La bonne Mme Lalande est toujours contente
chez nous; elle est pleine de bonne volonté, se prête à tout et nous est fort
utile. Elle vous aime profondément et vous offre ses respects.
Je vais écrire à Mgr de Ségur aujourd'hui même
pour demander, par son intermédiaire, le saint corps d'un jeune martyr. Je vous
serai bien reconnaissant si vous voulez bien joindre vos efforts aux siens.
Je suis contraint de clore cette lettre et pourtant
j'aurais encore mille choses à vous dire; les lettres sont bien insuffisantes,
quand on est ainsi longtemps séparé de ceux qu'on aime et vénère. Aussi, je
compte les moments qui restent encore jusqu'à votre retour; mais j'oublierai ce
que cette absence peut me coûter si elle fortifie vos chères santés, repose vos
esprits et donne quelques douces consolations à votre piété.
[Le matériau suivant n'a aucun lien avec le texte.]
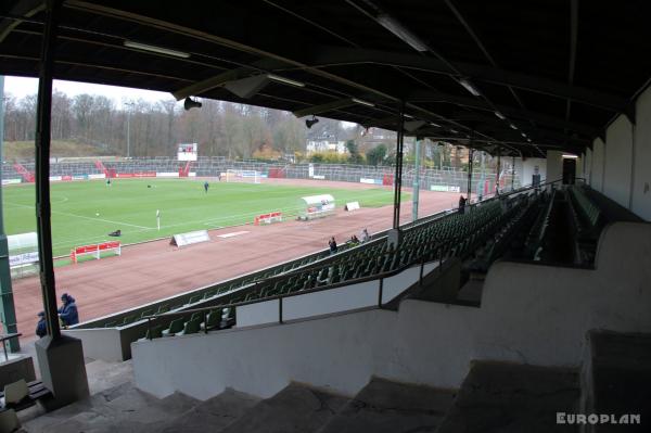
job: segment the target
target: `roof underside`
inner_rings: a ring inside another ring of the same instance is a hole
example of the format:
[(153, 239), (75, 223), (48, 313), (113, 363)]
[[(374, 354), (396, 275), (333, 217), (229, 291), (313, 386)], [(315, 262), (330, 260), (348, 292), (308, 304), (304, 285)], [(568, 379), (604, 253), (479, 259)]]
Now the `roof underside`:
[[(38, 75), (43, 11), (41, 0), (3, 1), (0, 74)], [(492, 153), (580, 153), (615, 115), (633, 116), (651, 76), (650, 12), (647, 0), (69, 0), (54, 78), (394, 130), (404, 101), (409, 133)]]

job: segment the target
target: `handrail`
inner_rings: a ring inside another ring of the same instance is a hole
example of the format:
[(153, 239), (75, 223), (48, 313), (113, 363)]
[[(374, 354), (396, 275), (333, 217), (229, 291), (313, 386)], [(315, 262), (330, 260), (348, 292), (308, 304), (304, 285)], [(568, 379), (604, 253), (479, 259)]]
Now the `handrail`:
[(15, 333), (11, 333), (11, 334), (0, 334), (0, 342), (2, 342), (2, 348), (4, 349), (4, 360), (5, 361), (9, 360), (9, 354), (7, 353), (7, 344), (4, 342), (12, 340), (12, 339), (17, 339), (18, 336), (23, 336), (23, 334), (20, 332), (15, 332)]

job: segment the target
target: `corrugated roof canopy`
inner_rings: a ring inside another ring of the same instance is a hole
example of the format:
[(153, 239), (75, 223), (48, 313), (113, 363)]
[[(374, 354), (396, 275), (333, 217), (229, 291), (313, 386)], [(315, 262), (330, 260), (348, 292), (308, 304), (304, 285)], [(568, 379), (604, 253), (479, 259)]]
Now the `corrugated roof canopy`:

Veuillez bien, très aimés Monsieur et Madame, me garder,
ainsi qu'à mes bons amis qui vous aiment comme je le fais moi-même, un bon
souvenir devant le Seigneur et me croire pour la vie, en J. et M.,
Votre respectueux serviteur et dévoué ami
Le Prevost
Pour ne pas retarder cette lettre trop
ajournée, je vous demande permission, pour cette fois, de la jeter simplement à
la poste, sauf à employer, en autre occasion, quelque moyen moins dispendieux.
L'enfant recommandé par M. Labbé est au nombre de nos orphelins.